Kashmir woes — its culture, its genesis, its causes — a syncretic past

Barun Ray
10 min readJul 16, 2022

I walk a lonely road

The only one that I have ever known

Don’t know where it goes

But it’s home to me, and I walk alone

I walk this empty street
On the Boulevard of Broken Dreams
Where the city sleeps
And I’m the only one, and I walk alone…..

Green Day

Walk alone, indeed! Perhaps this soulful song by Green Day sums up the plight of most Kashmiris for the last two centuries. They walk a lonely walk, lonelier than anyone elses’.

Formation of a unique religious identity in Jammu and Kashmir that set them apart from others

Religion and culture are intertwined, though they are independent of each other. These two different ingredients, when connected, make a unique blend. This unique blend has made me — a non-practicing Hindu and Bengali — different from, say, a Keralite Hindu or a Hindu from Gujarat. We might be Hindu in our religious beliefs, but our culture has made us different in practicing our religion.

This fact, though axiomatic true, we tend to forget readily. It is the same with most other religions that people spread across the world practice, be it Christianity, Islam, or any world’s religion.

This fact cannot be more accurate anywhere else in the world than in Jammu and Kashmir. Despite being predominantly Muslims, culturally, people in Kashmir valley practice a kind of Islam that is different from what we readily understand.

To demystify this phenomenon, we again have to knock on the door of history.

Conversion of a significant population of Kashmir valley into Islam happened during the fourteenth century when Mir Sayyid Ali Hamadani, a Persian Sufi mystic from Hamedan in western Iran, visited Kashmir valley. Between 1370 and 1380, he visited Kashmir thrice. Hundreds of disciples, most of whom subsequently settled in the valley, accompanied him. He is known as Shah Hamden in Kashmir.

But the religious identity of the Kashmiri people was predominantly shaped by a Sufi saint, Sheikh Nooruddin Noorani. He was locally born and lived from 1377 to 1440. He was, and still is, highly revered by both Hindus and Muslims of Kashmir and is better known by his Sanskrit name Nund Rishi.

Lalleshwari was a woman mystic of Shaivite Hinduism. She lived from 1320 to 1392. She is better known as Lal Ded (Mother) in Kashmir. She also happened to be the founder of a unique Kashmiri literary tradition.
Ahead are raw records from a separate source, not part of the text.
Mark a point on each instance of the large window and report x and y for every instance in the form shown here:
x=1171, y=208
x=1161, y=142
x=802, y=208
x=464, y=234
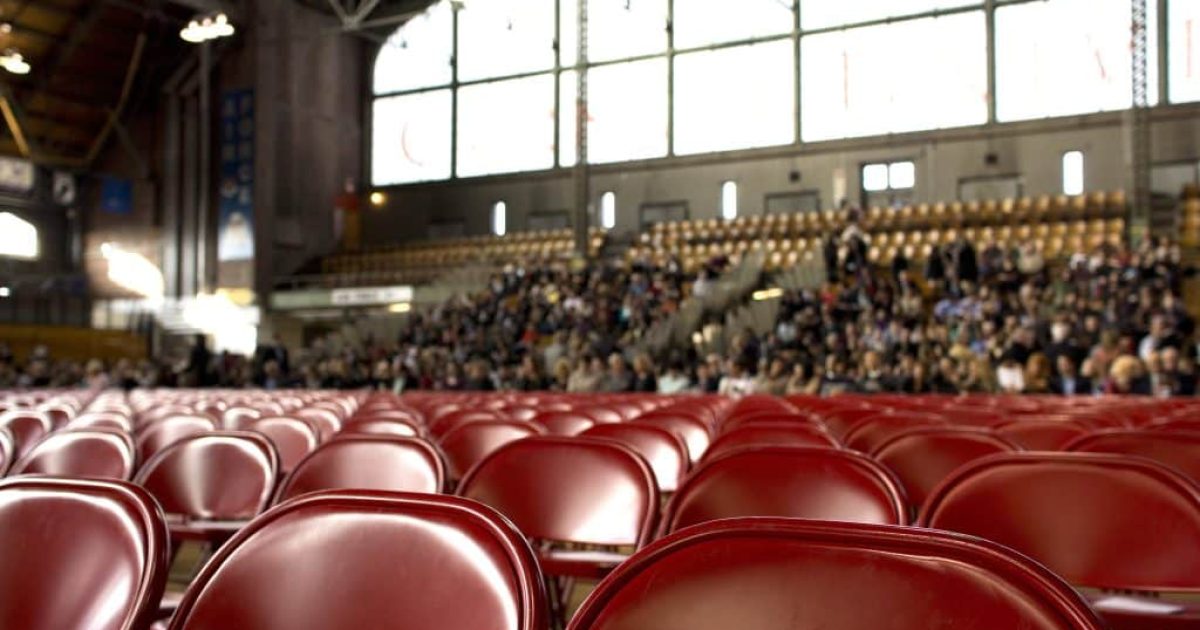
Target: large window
x=1066, y=57
x=721, y=101
x=918, y=75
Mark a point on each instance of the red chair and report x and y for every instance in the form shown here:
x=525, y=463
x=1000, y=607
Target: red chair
x=469, y=444
x=370, y=559
x=570, y=490
x=85, y=453
x=771, y=435
x=1177, y=449
x=367, y=462
x=294, y=438
x=695, y=433
x=1101, y=521
x=211, y=484
x=796, y=481
x=664, y=450
x=792, y=574
x=868, y=433
x=27, y=427
x=1043, y=435
x=922, y=457
x=79, y=555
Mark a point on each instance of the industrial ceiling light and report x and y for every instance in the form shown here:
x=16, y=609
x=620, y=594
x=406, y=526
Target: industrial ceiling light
x=13, y=63
x=207, y=28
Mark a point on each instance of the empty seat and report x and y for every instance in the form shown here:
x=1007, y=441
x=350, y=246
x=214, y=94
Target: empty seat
x=795, y=481
x=581, y=491
x=1102, y=521
x=922, y=457
x=367, y=462
x=469, y=444
x=85, y=453
x=211, y=483
x=787, y=574
x=370, y=559
x=663, y=449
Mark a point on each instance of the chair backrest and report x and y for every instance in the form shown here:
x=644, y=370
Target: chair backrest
x=85, y=453
x=469, y=444
x=79, y=555
x=1177, y=449
x=771, y=435
x=1043, y=435
x=570, y=490
x=27, y=427
x=370, y=559
x=1104, y=521
x=664, y=450
x=796, y=481
x=695, y=433
x=294, y=438
x=225, y=475
x=367, y=462
x=783, y=573
x=156, y=436
x=922, y=457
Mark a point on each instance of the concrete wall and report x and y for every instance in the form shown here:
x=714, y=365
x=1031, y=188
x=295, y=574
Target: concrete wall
x=1031, y=149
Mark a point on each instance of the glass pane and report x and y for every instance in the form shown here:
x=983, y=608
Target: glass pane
x=705, y=22
x=911, y=76
x=1065, y=57
x=411, y=139
x=418, y=54
x=721, y=106
x=617, y=29
x=821, y=13
x=1073, y=173
x=875, y=178
x=621, y=126
x=507, y=126
x=501, y=37
x=1185, y=51
x=901, y=175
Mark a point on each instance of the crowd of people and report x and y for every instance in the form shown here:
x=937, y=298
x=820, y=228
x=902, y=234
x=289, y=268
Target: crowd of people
x=996, y=321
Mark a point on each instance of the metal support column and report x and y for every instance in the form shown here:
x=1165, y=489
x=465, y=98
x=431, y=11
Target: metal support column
x=581, y=215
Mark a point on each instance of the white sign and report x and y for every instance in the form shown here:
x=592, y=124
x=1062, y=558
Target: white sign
x=369, y=295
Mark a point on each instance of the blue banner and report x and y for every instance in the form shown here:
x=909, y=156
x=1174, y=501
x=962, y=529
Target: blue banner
x=235, y=228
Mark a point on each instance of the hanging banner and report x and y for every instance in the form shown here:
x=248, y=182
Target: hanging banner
x=235, y=228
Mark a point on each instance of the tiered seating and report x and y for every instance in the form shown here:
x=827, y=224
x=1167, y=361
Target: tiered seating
x=359, y=505
x=424, y=261
x=1059, y=225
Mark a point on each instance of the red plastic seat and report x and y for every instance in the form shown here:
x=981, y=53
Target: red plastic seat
x=85, y=453
x=582, y=491
x=1043, y=435
x=370, y=561
x=922, y=457
x=469, y=444
x=1177, y=449
x=294, y=438
x=1102, y=521
x=695, y=433
x=154, y=437
x=79, y=555
x=771, y=435
x=27, y=427
x=796, y=481
x=664, y=450
x=868, y=433
x=367, y=462
x=790, y=574
x=211, y=483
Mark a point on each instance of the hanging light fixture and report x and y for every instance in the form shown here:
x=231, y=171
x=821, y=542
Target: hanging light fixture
x=15, y=63
x=207, y=28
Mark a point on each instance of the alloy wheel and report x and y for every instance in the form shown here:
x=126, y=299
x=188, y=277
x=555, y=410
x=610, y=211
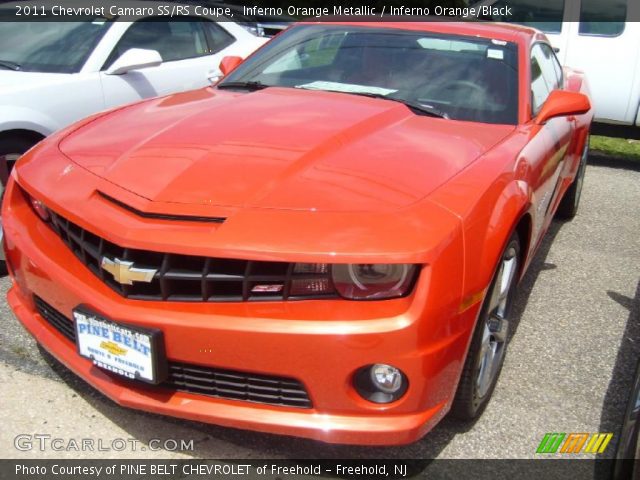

Sheikh Noorani was Lal Ded’s follower and was a ‘Muslim Shaivite.’ He translated “Islam into Kashmir’s pre-existing spiritual and cultural idiom.” His mausoleum was and still is the most sacred Kashmiri pilgrimage for Hindus, Sikhs, and Muslims in Kashmir.

The unique version of Kashmiri Islam got support from Kashmir’s greatest indigenous ruler, Sultan Zain-ul-Abidin, in the fifteenth century. “Zain-ul-Adindin foreshadowed the syncretistic policies of India’s greatest Mughal monarch, Akbar.” He also sponsored the translation of the Kashmiri masterpiece Kalhana’s ‘Rajatarangani’ from Sanskrit to Persian.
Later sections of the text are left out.